A situação passou então a ser acompanhada pelo CSM, que, por fim, determinou a abertura de um procedimento disciplinar a Ivo Rosa. Já a Carlos Alexandre não foi instaurado qualquer processo, adiantou esta sexta-feira, ao JN, fonte oficial do órgão de gestão e disciplina dos juízes.
Novamente censurado
Certo é que, a 8 de março de 2022, Ivo Rosa voltou a ser criticado pelo Tribunal da Relação de Lisboa, por ter anulado, sem o poder, uma decisão de Carlos Alexandre, desta vez no processo principal da queda do BES/GES. Em causa está o cancelamento, por Ivo Rosa, do arresto de uma conta bancária, avaliada em 700 mil euros, titulada pela mulher do ex-presidente do Banco Espírito Santo (BES), Ricardo Salgado.

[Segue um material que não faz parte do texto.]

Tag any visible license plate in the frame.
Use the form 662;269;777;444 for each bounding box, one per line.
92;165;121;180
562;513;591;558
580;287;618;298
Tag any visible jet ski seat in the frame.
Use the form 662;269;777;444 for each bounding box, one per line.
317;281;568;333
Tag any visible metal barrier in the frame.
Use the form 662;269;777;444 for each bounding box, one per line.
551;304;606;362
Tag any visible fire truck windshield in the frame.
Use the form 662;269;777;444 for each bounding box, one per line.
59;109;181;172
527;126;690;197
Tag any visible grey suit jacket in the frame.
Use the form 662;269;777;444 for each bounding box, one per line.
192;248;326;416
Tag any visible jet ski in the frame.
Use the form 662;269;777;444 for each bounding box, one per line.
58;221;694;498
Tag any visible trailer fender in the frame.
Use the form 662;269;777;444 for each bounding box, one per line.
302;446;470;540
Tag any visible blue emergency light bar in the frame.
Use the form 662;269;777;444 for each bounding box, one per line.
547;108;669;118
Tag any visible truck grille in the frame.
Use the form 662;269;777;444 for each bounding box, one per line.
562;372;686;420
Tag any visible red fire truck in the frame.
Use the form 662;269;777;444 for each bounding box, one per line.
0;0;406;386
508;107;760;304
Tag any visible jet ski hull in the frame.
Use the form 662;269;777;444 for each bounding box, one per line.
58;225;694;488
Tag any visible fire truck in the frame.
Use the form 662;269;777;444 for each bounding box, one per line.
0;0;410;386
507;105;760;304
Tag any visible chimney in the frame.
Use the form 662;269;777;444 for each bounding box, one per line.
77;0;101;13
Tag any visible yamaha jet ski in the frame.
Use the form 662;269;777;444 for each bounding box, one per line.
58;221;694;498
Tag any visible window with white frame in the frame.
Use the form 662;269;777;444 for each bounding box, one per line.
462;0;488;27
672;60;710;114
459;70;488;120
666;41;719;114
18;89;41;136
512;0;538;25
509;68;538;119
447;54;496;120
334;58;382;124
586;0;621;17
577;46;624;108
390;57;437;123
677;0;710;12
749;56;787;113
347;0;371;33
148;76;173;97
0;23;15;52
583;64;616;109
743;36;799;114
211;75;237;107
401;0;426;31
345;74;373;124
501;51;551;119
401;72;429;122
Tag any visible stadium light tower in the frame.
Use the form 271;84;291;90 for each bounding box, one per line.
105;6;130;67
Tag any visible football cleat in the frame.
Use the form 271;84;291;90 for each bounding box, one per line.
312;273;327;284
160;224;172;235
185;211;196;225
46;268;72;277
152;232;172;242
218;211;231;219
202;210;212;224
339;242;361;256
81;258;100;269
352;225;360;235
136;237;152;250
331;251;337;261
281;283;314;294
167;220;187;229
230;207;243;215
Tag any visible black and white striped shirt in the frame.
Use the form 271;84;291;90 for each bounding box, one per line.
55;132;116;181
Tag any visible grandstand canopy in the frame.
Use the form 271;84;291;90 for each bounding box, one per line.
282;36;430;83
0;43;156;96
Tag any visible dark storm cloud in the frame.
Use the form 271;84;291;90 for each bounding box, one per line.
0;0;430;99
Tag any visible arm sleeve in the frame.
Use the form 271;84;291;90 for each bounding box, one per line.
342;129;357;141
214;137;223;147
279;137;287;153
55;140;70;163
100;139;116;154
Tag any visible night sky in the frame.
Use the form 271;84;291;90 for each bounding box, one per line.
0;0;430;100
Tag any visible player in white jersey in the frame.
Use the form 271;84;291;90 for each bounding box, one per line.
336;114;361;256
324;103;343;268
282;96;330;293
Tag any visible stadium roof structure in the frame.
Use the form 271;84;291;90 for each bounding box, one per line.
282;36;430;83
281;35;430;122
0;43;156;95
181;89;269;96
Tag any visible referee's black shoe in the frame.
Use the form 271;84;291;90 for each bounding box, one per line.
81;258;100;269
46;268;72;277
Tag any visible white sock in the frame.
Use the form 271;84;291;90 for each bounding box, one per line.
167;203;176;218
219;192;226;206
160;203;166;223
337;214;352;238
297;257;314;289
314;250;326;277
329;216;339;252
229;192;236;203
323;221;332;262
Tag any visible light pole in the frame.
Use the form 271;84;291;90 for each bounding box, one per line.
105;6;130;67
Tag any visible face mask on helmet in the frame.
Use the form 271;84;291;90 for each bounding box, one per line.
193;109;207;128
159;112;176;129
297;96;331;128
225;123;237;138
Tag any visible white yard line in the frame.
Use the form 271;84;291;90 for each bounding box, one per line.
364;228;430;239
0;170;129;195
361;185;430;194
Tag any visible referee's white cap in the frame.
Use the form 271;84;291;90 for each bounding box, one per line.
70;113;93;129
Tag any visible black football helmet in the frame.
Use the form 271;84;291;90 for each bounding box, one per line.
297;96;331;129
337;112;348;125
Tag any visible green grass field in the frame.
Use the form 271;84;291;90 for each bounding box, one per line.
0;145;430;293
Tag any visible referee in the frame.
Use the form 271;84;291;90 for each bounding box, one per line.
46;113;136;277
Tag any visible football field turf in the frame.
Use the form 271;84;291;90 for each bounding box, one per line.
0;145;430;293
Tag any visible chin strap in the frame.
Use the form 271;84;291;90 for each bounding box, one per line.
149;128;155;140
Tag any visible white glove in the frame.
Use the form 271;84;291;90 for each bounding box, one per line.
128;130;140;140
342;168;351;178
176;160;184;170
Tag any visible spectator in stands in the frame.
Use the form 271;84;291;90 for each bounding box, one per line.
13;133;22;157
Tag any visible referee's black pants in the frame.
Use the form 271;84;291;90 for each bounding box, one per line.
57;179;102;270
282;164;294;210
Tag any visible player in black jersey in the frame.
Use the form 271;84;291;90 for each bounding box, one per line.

Pronunciando-se sobre um recurso interposto pelo Ministério Público, os juízes desembargadores Vieira Lamim e Artur Vargues alegam que Ivo Rosa "assumiu o papel de instância de recurso que não lhe cabe, pronunciando-se sobre o mérito da decisão impugnada proferida pelo colega que o antecedeu na titularidade do processo, quando as questões suscitadas pela parte vencida nessa decisão deviam ser apreciadas pelo tribunal superior".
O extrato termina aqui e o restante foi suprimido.